Multiple data pools use-cases

Ceph File System (CephFS) supports creating multiple data pools in a CephFS volume. Each data pool can be assigned to a dedicated subvolume or directory in the same file system. This helps administrators optimize their Ceph cluster’s performance and storage behavior.

CephFS is a distributed, POSIX-compliant file system. All CephFS deployments require a metadata RADOS pool. By default, a single, additional RADOS pool is provisioned for file data. Deploying additional data pools can be beneficial for supporting multiple workloads, storage media types, and data protection strategies.

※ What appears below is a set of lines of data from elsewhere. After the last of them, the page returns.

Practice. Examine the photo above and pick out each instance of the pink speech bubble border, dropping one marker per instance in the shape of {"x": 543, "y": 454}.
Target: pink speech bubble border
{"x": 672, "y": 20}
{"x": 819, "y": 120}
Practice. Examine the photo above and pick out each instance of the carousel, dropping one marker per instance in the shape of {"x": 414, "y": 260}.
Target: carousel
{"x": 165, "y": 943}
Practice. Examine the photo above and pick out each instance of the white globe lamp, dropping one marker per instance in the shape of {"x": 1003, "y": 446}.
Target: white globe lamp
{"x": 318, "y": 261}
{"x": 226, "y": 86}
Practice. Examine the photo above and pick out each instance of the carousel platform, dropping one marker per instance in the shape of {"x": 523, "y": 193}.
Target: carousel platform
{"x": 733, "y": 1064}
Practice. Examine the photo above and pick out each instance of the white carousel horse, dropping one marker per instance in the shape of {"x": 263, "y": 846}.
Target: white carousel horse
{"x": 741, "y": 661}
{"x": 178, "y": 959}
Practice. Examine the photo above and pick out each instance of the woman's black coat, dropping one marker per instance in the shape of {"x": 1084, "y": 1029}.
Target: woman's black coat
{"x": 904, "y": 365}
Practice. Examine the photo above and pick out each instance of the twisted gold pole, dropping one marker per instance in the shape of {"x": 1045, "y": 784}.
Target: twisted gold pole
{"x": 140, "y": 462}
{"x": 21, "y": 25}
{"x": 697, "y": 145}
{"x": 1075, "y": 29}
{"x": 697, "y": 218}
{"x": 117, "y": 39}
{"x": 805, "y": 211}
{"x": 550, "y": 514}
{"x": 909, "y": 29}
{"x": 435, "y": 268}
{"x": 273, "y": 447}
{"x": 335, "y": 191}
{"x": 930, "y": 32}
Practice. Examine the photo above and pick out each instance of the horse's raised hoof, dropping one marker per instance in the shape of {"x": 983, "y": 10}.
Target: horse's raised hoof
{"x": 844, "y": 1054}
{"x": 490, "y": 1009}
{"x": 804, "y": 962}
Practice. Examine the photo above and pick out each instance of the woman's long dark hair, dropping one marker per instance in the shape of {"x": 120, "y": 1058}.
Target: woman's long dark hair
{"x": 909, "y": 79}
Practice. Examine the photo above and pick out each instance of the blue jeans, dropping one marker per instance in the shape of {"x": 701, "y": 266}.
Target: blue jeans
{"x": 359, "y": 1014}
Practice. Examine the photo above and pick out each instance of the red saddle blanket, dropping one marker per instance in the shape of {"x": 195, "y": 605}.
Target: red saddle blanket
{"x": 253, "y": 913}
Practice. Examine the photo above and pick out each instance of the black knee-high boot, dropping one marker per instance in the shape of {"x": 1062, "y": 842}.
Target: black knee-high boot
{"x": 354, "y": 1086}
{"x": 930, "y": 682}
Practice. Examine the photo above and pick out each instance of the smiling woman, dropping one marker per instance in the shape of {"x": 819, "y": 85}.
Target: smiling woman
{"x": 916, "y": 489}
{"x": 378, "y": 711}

Note: When creating a new CephFS, it is recommended to configure the initial data pool as a replicated SSD pool, rather than using Erasure Coding (EC) or deploying on HDDs. The CephFS metadata and default data pools may be colocated on the same SSDs.
Note: If you do not configure the first data pool as a replicated SSD pool, the configurations cannot be retrofitted unless you:
  • Recreate the entire CephFS filesystem
  • Migrate all existing data to the new setup

The following lists the use-cases for multiple data pools:

Layered file services

Assign dedicated data pools to subvolumes used for NFS shares or SMB shares. This isolates protocol-specific workloads and enables targeted performance tuning.

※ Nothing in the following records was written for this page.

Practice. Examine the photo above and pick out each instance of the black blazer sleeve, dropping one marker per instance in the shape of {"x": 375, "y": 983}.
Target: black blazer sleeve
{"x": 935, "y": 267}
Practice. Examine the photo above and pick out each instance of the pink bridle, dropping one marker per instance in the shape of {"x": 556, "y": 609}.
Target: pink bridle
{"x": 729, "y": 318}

File System as a Service (FSaaS)
Service providers can offer differentiated storage tiers by mapping subvolumes to pools with distinct performance and durability characteristics.
Workload segmentation
Assign different workloads to subvolumes or directories backed by pools optimized for their specific needs. For optimized performance and cost efficiency:
  • Use fast media (SSDs) and replicated pools for throughput-intensive workloads requiring low latency and high IOPS.
  • Store archival or infrequently accessed data in subvolumes or directories backed by erasure-coded (EC) HDD or Quad-Level Cell (QLC) SSD pools to reduce total cost of ownership (TCO) while maintaining durability.

Benefits of using multiple pools

Administrators can optimize their Ceph clusters by aligning subvolume configurations with workload priorities by selecting appropriate attributes.

Table 1. Attribute selection considerations for CephFS optimization
Attributes Types
Data Protection Scheme Replicated pools EC pools
Recommended for performance-sensitive workloads. Suitable for cost-efficient, durable storage.
Storage Media SSD HDD or QLC SSD
High throughput and low latency. Cost-effective capacity for less demanding workloads.
Performance vs. Cost Trade-offs Throughput-optimized TCO-optimized
SSDs with replication for high-performance workloads. HDDs or QLC SSDs with erasure coding for archival or backup workloads.

By leveraging these attributes and following recommendations, administrators can optimize CephFS deployments to meet diverse operational requirements.